Y el domingo, todos a la playa o a los parques públicos de la gran ciudad. El pic-nic con huevo duro y hot dog ya eran de rigor. Y de nuevo la música: guaraches, boleros, sones, merengues, lo que fuera para espantar la soledad.
Así pasaban los días y los años, hasta que una tarde de lunes, cuando yo no iba al colegio porque me preparaban para irme a Costa Rica, decidí por fin descubrir el secreto de mi madre. Me hinqué junto a su cama provisto de escoba y de linterna y a los pocos segundos pude sacar parte de su tesoro. Eran discos. Discos de pasta muy vieja y muy dura con títulos ilegibles, en lenguas extrañas e impronunciables que, sin embargo, estaban grabadas en color oro con caligrafías de la más extraordinaria belleza.
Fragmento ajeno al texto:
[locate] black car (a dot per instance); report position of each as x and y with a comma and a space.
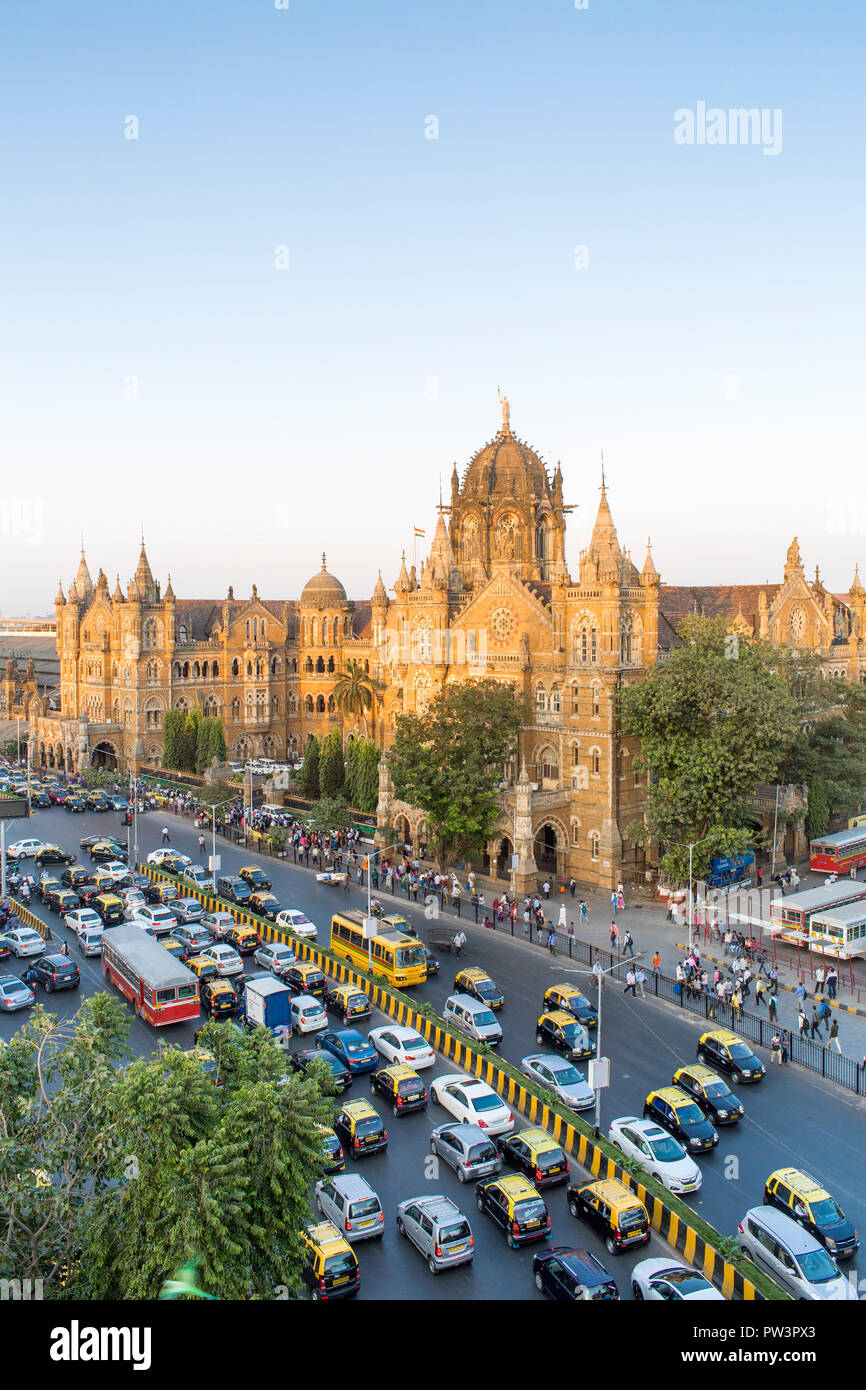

Discos extraños y pesados aquellos que parecían venir de otra dimensión. Cogí, entonces, varios de ellos y los llevé a la consola de la sala. Puse el primero que tomé y me senté a escuchar.
Aún hoy me es muy difícil decir en palabras lo que sentí al escuchar aquello. Era tan dulce… tan triste… tan lleno de hermosura que me quedé temblando en medio de la sala. No tenía aún los quince años, pero mi madre ya me había hablado de esto en otros momentos, especialmente cuando íbamos de compras. Yo le preguntaba por la extraña música que sonaba en los parlantes del PETER PAN, nuestro supermercado de barrio. “Es música clásica”, decía ella poniendo unas lechugas en el carrito. Luego se detenía y me dirigía una mirada amable, casi de misterio… “Este es un vals; se llama Sangre vienesa”. Con ese extraño nombre de “sangre vienesa” yo salía a la calle empujando el carrito, mientras el vals en la mente me iba empujando a mí.
Con el tiempo supe que mi madre escondía su pequeña afición por miedo a ser ridiculizada. Mi tía y sus amistades iban por otro lado y no te aceptaban nada más “clásico” que un pasodoble. Así pues, Chaicovski, Strauss o Chopin eran tema estrictamente tabú. Y mi pobre madre, dos veces más sola que ellos por sus pequeñas pasiones, escondía a los maestros debajo de su cama.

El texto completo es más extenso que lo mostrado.